Recently we have had some issues with multi DC Cassandra clusters, there were issues around latency and timeouts. this had only started since we had created the second datacenter.
The development team had been tasked to ensure they were using a DC aware load balancer and to ensure they were using local consistency, this ensured they should only be talking to the local DC, rather than the second DC which was positioned with a different cloud provider in a different country.
Using opscenter I could see there were some reads going directly to the new datacenter, but the development could not find them where they were coming from.
So it was time to use ngrep , which describes itself as “like GNU grep applied to the network layer”. Perfect to see which IP’s are connecting to cassandra via the 9042 port
Firstly you may need to install ngrep on to your nodes
apt install ngrep
Then it is ready to run:
ngrep ” -d any -x dst port 9042 and dst host xxx.xxx.xxx.xxx
The ” means grep for anything, if you want to look for something in a network packet then that can used here, but for what we are doing we don’t want to limit the packets by any character string
-d any ensures that all devices are checked
dst port 9042 limits the packets displayed to the ones with a destination port of 9042
dst host xxx.xxx.xxx.xxx limits the packets to the ones arriving at this node xxx.xxx.xxx.xxx is the IP address of the node you are running this on
This will now start displaying all the the incoming connections to this node on port 9042 which is the CQL native port, so this is not the port the nodes talk to each other on.
This will give you messages like this:
T zzz.zzz.zzz.zzz:42768 -> xxx.xxx.xxx.xxx:9042 [AP]
In this instance the zzz.zzz.zzz.zzz is the node sending the cql request.
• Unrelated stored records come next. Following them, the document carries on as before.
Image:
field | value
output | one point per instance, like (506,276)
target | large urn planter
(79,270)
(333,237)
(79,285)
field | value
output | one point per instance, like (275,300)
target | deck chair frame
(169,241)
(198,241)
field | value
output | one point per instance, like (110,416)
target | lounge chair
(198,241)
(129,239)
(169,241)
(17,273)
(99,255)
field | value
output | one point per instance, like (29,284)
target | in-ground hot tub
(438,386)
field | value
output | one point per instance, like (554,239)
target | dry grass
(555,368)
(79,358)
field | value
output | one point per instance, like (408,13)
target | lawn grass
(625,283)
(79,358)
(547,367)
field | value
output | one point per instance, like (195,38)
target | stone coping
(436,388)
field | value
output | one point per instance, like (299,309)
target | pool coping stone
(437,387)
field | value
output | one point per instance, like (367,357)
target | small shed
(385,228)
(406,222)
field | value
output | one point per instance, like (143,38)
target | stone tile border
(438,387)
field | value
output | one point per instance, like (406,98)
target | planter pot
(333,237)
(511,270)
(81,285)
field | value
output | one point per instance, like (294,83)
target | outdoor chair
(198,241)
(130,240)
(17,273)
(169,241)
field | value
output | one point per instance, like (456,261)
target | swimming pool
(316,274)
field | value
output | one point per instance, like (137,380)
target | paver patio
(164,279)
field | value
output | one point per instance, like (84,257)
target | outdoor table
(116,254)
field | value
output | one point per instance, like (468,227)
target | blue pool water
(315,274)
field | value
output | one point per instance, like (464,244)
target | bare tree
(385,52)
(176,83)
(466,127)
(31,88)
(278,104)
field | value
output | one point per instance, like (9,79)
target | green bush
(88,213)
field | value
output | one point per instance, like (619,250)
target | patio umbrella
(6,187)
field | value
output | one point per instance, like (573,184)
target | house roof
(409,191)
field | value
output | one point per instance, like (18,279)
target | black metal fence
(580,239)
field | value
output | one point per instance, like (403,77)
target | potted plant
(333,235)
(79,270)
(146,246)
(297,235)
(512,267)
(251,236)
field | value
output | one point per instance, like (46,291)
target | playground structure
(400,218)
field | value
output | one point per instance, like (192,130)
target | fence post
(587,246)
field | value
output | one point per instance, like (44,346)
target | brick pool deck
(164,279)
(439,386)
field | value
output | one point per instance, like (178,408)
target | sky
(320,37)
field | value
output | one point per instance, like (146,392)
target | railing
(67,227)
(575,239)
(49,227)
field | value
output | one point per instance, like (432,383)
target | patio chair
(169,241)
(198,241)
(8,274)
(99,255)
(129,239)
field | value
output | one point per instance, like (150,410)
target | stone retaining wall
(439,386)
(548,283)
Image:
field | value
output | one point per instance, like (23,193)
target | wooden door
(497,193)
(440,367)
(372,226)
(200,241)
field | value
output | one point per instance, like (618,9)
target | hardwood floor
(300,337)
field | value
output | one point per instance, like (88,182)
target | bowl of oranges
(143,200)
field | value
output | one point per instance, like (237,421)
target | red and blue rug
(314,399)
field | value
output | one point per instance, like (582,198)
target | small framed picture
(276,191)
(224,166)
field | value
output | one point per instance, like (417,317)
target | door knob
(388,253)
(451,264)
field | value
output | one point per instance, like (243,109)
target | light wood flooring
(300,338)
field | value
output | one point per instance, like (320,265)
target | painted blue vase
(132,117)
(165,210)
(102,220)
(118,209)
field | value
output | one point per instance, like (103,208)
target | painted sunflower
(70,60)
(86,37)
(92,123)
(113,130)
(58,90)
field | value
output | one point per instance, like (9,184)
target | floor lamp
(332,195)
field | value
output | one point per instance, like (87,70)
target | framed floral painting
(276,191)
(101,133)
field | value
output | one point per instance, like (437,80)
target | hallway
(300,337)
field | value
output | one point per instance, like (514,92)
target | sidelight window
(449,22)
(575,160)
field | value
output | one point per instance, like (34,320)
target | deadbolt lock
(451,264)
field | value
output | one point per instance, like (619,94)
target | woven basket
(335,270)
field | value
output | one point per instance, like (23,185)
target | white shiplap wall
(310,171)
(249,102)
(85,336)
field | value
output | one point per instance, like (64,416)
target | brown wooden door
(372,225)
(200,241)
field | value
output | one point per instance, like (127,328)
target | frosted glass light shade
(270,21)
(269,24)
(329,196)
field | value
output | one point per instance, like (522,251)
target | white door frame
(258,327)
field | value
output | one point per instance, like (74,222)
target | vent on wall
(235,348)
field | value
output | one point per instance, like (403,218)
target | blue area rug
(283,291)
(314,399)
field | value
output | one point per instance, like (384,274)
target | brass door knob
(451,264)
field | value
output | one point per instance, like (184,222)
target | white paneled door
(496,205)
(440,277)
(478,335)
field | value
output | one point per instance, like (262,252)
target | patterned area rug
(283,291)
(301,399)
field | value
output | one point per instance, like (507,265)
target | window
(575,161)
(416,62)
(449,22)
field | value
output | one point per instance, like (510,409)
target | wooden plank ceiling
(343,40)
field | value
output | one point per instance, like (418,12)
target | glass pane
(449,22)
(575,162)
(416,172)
You will also see the cql being sent in the message, so you should have a good idea where the requests are now coming from.
There is one complication if you are using Datastax Opscenter, as the Datastax agent uses cql to talk to cassandra on the local node, and also opscenter itself will connect to the cluster. To remove these packets you should use the following command:
ngrep ” -d any -x dst port 9042 and dst host xxx.xxx.xxx.xxx and not src host xxx.xxx.xxx.xxx and not src host yyy.yyy.yyy.yyy
where yyy.yyy.yyy.yyy is the IP address of opscenter.